Louise von Enke acababa de servir el té cuando él llamó a la puerta. Era evidente que no había dormido y que estaba cansada, pero también curiosamente serena. De las paredes de la sala de estar colgaban retratos de la familia Von Enke y óleos de batallas en colores apagados. Ella se dio cuenta de que Wallander observaba los cuadros.

—Håkan fue el primer oficial de la Armada en la familia. Su padre, su abuelo y su bisabuelo fueron oficiales del ejército. Y un tío suyo, además, chambelán del rey Óscar, no recuerdo si el primero o el segundo. La espada que hay en aquel rincón se la regaló a otro familiar el rey Carlos XIV, por algún servicio prestado. Según Håkan, su misión consistía en proveer a su majestad de jóvenes damas presentables.

En ese punto guardó silencio. A Wallander le llegó el tictac de un reloj que había en la repisa de la chimenea y el murmullo lejano de la calle.

—¿Tú qué crees que habrá ocurrido?

—Sinceramente, no lo sé.

—El día que desapareció, ¿notaste algo anormal? Algo que se saliera de su comportamiento habitual.

—No. Todo sucedió como siempre. Håkan es un hombre fiel a sus rutinas, sin llegar a ser meticuloso.

—¿Cómo se comportó los días previos? Incluso la semana anterior.

—Estuvo resfriado. Un día renunció a su paseo matinal. Eso fue todo.

—¿Recibió algún correo, alguna llamada, alguna visita?

—Habló varias veces con Sten Nordlander, su mejor amigo.

—¿Estuvo en la fiesta de Djursholm?

—No, se encontraba de viaje. Håkan y Sten se conocieron cuando trabajaban en el mismo submarino, Håkan estaba al mando y Sten era el oficial de la sala de máquinas. Debió de ser a finales de los sesenta.
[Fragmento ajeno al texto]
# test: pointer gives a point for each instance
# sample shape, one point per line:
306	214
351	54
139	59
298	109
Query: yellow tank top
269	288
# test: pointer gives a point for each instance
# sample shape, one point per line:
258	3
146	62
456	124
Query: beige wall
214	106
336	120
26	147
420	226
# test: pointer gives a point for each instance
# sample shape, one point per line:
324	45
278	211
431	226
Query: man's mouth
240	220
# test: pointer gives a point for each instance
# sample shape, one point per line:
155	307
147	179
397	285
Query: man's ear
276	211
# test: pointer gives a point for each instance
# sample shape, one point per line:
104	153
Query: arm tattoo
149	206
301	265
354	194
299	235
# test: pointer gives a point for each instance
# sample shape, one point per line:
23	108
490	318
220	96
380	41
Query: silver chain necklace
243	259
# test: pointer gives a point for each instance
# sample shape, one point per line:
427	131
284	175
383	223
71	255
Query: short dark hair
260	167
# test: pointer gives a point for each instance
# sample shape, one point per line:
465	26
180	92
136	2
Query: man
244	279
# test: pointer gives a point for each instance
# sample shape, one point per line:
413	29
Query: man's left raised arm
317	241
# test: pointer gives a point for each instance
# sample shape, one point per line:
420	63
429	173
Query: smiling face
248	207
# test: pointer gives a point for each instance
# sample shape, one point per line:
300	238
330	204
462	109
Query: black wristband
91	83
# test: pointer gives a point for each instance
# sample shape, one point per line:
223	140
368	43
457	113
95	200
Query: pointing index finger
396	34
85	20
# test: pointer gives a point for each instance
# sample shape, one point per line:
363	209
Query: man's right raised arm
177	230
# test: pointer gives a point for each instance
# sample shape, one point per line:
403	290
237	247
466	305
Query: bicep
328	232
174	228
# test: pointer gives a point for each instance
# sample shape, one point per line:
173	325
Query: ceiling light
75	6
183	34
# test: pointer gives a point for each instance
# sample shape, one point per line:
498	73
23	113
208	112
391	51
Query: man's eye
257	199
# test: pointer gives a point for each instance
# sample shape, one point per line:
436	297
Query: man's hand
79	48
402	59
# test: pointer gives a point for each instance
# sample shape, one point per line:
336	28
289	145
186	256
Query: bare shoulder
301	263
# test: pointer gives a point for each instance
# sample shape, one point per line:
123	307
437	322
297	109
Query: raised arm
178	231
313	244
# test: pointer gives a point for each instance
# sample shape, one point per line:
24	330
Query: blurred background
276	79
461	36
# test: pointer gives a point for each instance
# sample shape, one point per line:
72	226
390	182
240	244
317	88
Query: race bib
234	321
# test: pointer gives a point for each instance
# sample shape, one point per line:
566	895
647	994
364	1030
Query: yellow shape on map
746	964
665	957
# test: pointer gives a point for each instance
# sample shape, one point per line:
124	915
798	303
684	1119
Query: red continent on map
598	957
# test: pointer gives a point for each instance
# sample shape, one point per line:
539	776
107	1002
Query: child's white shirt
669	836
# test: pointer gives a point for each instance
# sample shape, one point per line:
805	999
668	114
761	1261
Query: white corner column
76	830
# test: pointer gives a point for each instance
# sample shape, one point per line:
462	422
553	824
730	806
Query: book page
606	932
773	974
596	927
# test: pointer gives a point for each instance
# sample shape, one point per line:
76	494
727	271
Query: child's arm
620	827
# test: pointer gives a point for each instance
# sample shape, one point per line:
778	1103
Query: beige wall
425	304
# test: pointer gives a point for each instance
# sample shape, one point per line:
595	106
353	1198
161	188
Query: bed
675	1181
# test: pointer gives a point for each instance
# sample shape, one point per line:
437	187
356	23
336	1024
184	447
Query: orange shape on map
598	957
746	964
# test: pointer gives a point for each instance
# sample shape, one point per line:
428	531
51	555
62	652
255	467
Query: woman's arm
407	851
—¿Qué opina él de su desaparición?

—Sten está tan preocupado como los demás. Él tampoco se lo explica. Dijo que estaba dispuesto a hablar contigo cuando vinieras.

Louise von Enke se hallaba sentada enfrente de Wallander. El sol de la tarde iluminó súbitamente su semblante y ella se cambió de sitio para quedar en la sombra. Wallander pensó que era una de esas mujeres que intenta ocultar su belleza tras una máscara de cotidianidad. Como si le hubiera leído el pensamiento, ella le dedicó una tímida sonrisa. Wallander sacó su bloc de notas y apuntó el número de teléfono de Sten Nordlander. Y no le pasó inadvertido que Louise se los sabía de memoria, tanto el fijo como el móvil.

Estuvieron conversando durante una hora sin que Wallander lograse averiguar nada que no supiera ya. Luego, ella le enseñó el despacho de su marido. Wallander observó el flexo que había sobre el escritorio.